The spec for this took seven review passes before anyone was happy with it. I’m not complaining — the reviewers were right every time, and working through the @Blocking deadlock, the SESSION__KEY double-underscore, and the DemoGateClassifier keyword-to-agentId redesign before writing a line of Java meant we actually built the right thing. But by the time we sat down to implement, the spec had become more documentation than spec — every failure mode pre-identified, every API call verified against the source.

The implementation went cleanly. Four new classes in app/example/, each with a narrow job: DemoGateClassifier checks action.workerId() against a configured agentId (not keyword matching — the keyword approach would have gated on “hot-patch” in the Investigator’s outcome text, breaking the “one gate per demo” promise), ExamplePoller wraps a single @Transactional JPA read so the polling loop can run without holding a transaction open across the 2-second sleeps, ExampleSetup owns channel creation and COMMAND dispatch, and ExampleController sequences agents and handles the four terminal states (FULFILLED, DECLINED, DELEGATED, or null-from-timeout).

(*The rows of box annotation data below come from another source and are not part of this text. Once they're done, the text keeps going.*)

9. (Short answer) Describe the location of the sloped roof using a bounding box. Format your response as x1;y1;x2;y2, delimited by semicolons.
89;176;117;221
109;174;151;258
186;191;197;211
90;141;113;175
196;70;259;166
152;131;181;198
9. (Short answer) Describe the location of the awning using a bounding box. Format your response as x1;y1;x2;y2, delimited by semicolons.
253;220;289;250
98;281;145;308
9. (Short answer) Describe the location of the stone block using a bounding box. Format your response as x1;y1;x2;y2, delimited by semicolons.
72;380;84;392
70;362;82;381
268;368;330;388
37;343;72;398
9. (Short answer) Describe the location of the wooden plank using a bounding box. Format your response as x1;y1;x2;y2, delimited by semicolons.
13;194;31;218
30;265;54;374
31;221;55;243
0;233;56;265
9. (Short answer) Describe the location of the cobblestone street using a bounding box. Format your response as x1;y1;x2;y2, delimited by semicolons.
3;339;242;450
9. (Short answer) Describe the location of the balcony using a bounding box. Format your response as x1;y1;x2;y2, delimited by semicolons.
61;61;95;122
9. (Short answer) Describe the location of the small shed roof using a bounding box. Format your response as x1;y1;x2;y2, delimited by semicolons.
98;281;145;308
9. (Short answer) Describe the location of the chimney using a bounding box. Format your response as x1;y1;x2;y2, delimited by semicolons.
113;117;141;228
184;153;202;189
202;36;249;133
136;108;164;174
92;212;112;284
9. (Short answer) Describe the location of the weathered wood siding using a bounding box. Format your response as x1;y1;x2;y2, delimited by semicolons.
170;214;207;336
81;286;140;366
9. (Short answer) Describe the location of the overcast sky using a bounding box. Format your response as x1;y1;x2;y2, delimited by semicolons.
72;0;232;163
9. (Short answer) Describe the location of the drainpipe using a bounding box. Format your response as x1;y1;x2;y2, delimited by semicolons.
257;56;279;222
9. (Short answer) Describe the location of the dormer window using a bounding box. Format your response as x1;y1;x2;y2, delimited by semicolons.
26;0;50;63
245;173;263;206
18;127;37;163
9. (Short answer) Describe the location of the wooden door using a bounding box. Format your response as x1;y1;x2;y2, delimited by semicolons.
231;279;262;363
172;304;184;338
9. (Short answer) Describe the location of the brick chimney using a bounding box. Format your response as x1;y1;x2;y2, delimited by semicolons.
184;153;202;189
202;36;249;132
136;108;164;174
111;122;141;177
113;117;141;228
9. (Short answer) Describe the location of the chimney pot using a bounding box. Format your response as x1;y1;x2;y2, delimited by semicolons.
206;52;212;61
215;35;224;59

The one runtime discovery we hadn’t pre-empted: SmallRye Config treats property.name= (empty value in the properties file) as null for non-Optional<String> fields, throwing SRCFG00040 at startup. The defaultValue = "" on the @ConfigProperty annotation does not save you — that only fires when the property is absent, not when it’s present-but-empty. Two minutes of careful error reading would have found this; we used Optional<String> and moved on.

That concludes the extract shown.